United Company RusAl, the world's largest aluminum producer, elected Hong Kong's Barry Cheung as chairman Friday, to replace billionaire shareholder Victor Vekselberg, who quit last week amid a management conflict.
Cheung, head of Hong Kong Mercantile Exchange, joined the board prior to RusAl's initial public offering of shares in Hong Kong in January 2010. Vekselberg resigned as chairman on March 12, citing a "deep crisis" at the debt-laden company and divisions with controlling owner and chief executive Oleg Deripaska over dividends and divestments.
"We are thrilled to have someone of Barry's caliber leading us as chairman," Deripaska said Friday in a statement. The businessman said March 13 that an independent chairman would be good for RusAl and rejected Vekselberg's claims, saying the company is in "no deep or even shallow crisis."

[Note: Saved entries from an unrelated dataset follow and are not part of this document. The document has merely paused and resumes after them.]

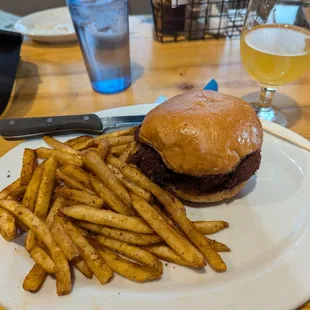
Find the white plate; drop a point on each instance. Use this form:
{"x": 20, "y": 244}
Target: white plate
{"x": 268, "y": 267}
{"x": 48, "y": 26}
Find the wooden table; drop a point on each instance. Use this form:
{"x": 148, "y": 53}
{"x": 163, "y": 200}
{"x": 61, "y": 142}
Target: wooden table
{"x": 52, "y": 80}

Cheung is chairman of the Hong Kong Mercantile Exchange, in which Deripaska's energy holding En+ Group bought 10 percent in June 2010, six months after the RusAl IPO. RusAl plans to "heavily" support the exchange, Deripaska said in September of that year. The exchange was formed in 2008 to trade commodities in Asia, according to its website.
A former McKinsey consultant and a graduate of Harvard Business School's MBA program, Cheung is also the chairman of the Urban Renewable Authority and of the election campaign of Leung Chun-ying, one of the candidates vying to become Hong Kong's next chief executive when a 1,200-member committee votes on March 25. The committee includes some of the city's richest men, including billionaire Li Ka-shing, who was one of the cornerstone investors in RusAl's IPO.
RusAl shares have fallen about 48 percent since the IPO and closed down 0.5 percent at 5.65 Hong Kong dollars on Friday, the lowest level in almost two months, cutting its value to 85.8 billion Hong Kong dollars ($11.1 billion). Russian depositary shares rose as much as 4.8 percent in Moscow.
Meanwhile, RusAl investor SUAL Partners called Cheung's appointment "rushed and suboptimal."
RusAl should have made a "full-fledged examination" of candidates for the job using international consultants, Andrei Shtorkh, a spokesman for SUAL, said Saturday in an e-mailed statement.
SUAL, which controls 16 percent of RusAl, represents the interests of investors including Victor Vekselberg. RusAl's chairman should be a Russian citizen, SUAL said.
"The appointment of the chairman followed careful consideration by the board and was approved by a majority vote," RusAl said Sunday in an e-mailed statement.
RusAl sees Shtorkh's comments as "inappropriate" and is considering pursuing legal action, the company said in the statement.